In the interest of sucking up to The Boss and for selfish reasons, I am going to refer to the winners as Kevins and Tonys.


----------



## SENC (Mar 1, 2015)

Tony said:


> In the interest of sucking up to The Boss and for selfish reasons, I am going to refer to the winners as Kevins and Tonys.

Reactions: Funny 2


----------



## Kevin (Mar 1, 2015)

I have no idea who will be the _winner_ of any particluar auction today but I hope _Kevin _is _high bidder _and thus the_ champ_ of at least one. El Guapo considers himself _El Conquistador_ primo! But he's the _greatest titleholder_ of El Apron Man! Hey Guapo dude when given a _lemon _make lemonade - at least she's pretty and can cook. No wait, you do that.

My Shiloh Shepherd sire _Maestro _loves me because I am a good _master_, but I have a feeling if I ever meet some of the members in person I will be a _punching bag _for being such a _wretch _with my non-stop joking. I'm no ones _hero _that's for sure but at least I'm not as much of a _Tony _as _Henry_. He better _washout _too because if he doesn't start _bidding _he'll be nothing but another _also-ran_ which would be a _catastrophe _for his fragile "I'm _numero uno!_" ego.

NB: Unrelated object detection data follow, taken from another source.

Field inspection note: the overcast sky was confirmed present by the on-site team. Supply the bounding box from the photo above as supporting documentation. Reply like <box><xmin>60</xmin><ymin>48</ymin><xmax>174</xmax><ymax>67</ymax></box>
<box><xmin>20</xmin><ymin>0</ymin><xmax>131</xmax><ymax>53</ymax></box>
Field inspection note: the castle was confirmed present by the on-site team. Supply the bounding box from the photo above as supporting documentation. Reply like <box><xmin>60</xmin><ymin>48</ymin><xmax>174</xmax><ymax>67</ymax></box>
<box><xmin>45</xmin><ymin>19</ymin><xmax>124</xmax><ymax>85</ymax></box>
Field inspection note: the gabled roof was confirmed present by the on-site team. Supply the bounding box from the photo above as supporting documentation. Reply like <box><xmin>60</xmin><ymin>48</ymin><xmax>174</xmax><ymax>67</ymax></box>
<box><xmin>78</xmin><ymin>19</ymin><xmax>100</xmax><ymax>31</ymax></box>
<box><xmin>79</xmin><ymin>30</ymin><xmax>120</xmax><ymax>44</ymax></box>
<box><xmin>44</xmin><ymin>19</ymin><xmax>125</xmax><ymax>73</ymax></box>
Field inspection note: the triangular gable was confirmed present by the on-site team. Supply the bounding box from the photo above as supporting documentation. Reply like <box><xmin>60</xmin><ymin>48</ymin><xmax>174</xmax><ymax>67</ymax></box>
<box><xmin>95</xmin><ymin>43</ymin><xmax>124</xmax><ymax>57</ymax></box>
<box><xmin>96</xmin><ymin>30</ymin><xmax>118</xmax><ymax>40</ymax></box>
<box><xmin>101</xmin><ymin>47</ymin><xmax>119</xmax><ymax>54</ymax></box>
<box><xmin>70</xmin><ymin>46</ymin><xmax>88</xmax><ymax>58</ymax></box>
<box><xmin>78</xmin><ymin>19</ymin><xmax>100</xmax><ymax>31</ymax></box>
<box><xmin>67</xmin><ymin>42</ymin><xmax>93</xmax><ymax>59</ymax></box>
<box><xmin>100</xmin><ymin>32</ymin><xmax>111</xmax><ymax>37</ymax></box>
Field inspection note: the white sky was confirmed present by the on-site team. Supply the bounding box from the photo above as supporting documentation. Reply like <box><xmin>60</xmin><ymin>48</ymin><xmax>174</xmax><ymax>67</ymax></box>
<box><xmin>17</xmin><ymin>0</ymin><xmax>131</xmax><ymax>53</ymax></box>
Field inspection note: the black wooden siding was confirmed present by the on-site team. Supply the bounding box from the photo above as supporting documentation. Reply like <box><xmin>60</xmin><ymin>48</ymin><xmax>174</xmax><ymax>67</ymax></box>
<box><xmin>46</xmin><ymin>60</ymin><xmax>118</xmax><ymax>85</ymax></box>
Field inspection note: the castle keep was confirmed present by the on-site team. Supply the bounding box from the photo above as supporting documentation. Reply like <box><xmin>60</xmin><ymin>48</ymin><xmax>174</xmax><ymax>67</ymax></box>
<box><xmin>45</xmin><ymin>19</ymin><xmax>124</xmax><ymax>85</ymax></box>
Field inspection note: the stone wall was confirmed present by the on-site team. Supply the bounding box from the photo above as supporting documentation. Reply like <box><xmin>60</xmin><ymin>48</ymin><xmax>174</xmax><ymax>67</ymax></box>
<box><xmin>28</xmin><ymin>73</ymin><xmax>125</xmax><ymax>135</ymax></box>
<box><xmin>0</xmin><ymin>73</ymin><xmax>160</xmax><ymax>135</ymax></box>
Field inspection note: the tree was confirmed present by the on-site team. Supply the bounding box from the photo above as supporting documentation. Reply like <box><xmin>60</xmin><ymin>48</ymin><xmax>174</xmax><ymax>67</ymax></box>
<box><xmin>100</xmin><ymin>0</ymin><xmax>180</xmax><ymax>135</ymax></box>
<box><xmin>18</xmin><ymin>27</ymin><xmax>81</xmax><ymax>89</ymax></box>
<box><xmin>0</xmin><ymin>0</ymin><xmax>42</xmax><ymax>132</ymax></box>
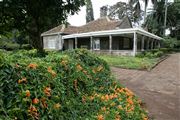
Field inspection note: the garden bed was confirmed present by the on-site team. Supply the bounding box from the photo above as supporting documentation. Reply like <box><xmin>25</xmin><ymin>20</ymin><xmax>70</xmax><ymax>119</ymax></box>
<box><xmin>0</xmin><ymin>50</ymin><xmax>148</xmax><ymax>120</ymax></box>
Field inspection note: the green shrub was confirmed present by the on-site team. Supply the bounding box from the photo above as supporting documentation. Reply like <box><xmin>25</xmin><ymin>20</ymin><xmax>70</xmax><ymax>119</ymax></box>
<box><xmin>162</xmin><ymin>37</ymin><xmax>180</xmax><ymax>48</ymax></box>
<box><xmin>0</xmin><ymin>50</ymin><xmax>146</xmax><ymax>120</ymax></box>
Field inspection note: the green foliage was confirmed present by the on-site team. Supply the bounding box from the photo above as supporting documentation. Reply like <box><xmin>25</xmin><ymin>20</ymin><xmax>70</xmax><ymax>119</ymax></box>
<box><xmin>86</xmin><ymin>0</ymin><xmax>94</xmax><ymax>23</ymax></box>
<box><xmin>0</xmin><ymin>50</ymin><xmax>146</xmax><ymax>120</ymax></box>
<box><xmin>144</xmin><ymin>0</ymin><xmax>180</xmax><ymax>36</ymax></box>
<box><xmin>0</xmin><ymin>0</ymin><xmax>85</xmax><ymax>50</ymax></box>
<box><xmin>162</xmin><ymin>37</ymin><xmax>180</xmax><ymax>48</ymax></box>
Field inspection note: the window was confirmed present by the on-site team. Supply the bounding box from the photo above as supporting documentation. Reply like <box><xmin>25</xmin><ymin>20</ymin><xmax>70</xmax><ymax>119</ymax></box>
<box><xmin>124</xmin><ymin>38</ymin><xmax>130</xmax><ymax>49</ymax></box>
<box><xmin>48</xmin><ymin>39</ymin><xmax>56</xmax><ymax>49</ymax></box>
<box><xmin>94</xmin><ymin>38</ymin><xmax>100</xmax><ymax>50</ymax></box>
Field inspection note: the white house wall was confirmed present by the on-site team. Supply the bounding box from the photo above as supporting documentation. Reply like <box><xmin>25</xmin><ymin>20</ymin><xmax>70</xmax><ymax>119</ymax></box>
<box><xmin>43</xmin><ymin>35</ymin><xmax>63</xmax><ymax>50</ymax></box>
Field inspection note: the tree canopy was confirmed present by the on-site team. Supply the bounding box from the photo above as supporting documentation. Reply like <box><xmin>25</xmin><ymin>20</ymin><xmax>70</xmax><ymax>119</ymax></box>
<box><xmin>86</xmin><ymin>0</ymin><xmax>94</xmax><ymax>23</ymax></box>
<box><xmin>0</xmin><ymin>0</ymin><xmax>85</xmax><ymax>50</ymax></box>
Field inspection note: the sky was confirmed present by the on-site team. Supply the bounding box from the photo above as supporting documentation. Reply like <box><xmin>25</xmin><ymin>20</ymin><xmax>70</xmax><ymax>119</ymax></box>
<box><xmin>68</xmin><ymin>0</ymin><xmax>128</xmax><ymax>26</ymax></box>
<box><xmin>68</xmin><ymin>0</ymin><xmax>174</xmax><ymax>26</ymax></box>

Henry ain't got nothin on _Keller_. This _turkey _is actually a felon incarcerated in Ft. Leavenworth who reads _Zane Grey_ novels all day and poses as the _paladin _of bone men during his 20 minutes of internet privileges per day. Oh he's a _worldbeater _bone man alright. He was the _number one_ illegal importer of black market dinosaur skulls until his whole empire became the target of an FBI _bust_. What a _loser_.

But watch out for _Cody _the _Conqueror_ aka the _Low-Bidder Beater _aka_ Victor _of the _Deadbeat Might-Have-Been _Bidders. He usually hides in wait and snipes at the last minute. Cody is the _subjugator_ of any bidding _bungler_.

_Dan _the _has-been_ lies so low no one really knows who he is. Rumor has it he was _frontrunner _as _titlist _for the _highest bid_ ever made during a WB auction, but that may turn out to be a _dud _ of a rumor.

One thing's for certain; _Tom_ the _Vanquisher _of California Forest Fires is no _failure _when it comes to radioing in the coordinates for a water _bomb_. He can _flop _on a fire and snuff it out faster and than Maurius The _Dominator _Pudzianowski can break a leprechaun in half.

_ Scott, _can you believe I forgot to mention _Greg?

_
My assignment for the day is done. You jacklegs better get busy.

Reactions: Great Post 2 | Funny 2 | Informative 1


----------



## jmurray (Mar 1, 2015)

"At least I'm not as much of a Tony as Henry". Thats pretty funny

Reactions: Thank You! 1


----------



## Tony (Mar 1, 2015)

Even I have to agree with Josh, that was pretty good! How long did you work on that @Kevin ???? I bet your head is about to split!


----------



## Kevin (Mar 1, 2015)

Tony said:


> How long did you work on that @Kevin ???? I bet your head is about to split!



I spent between 10 to 15 minutes on it last night in OpenOffice. I wrote it between movies so every few minutes my wife would remind me we were gonna watch one more movie so she rushed me lol.

I thought it was pretty lame except for the tony/henry remark that was funny..


----------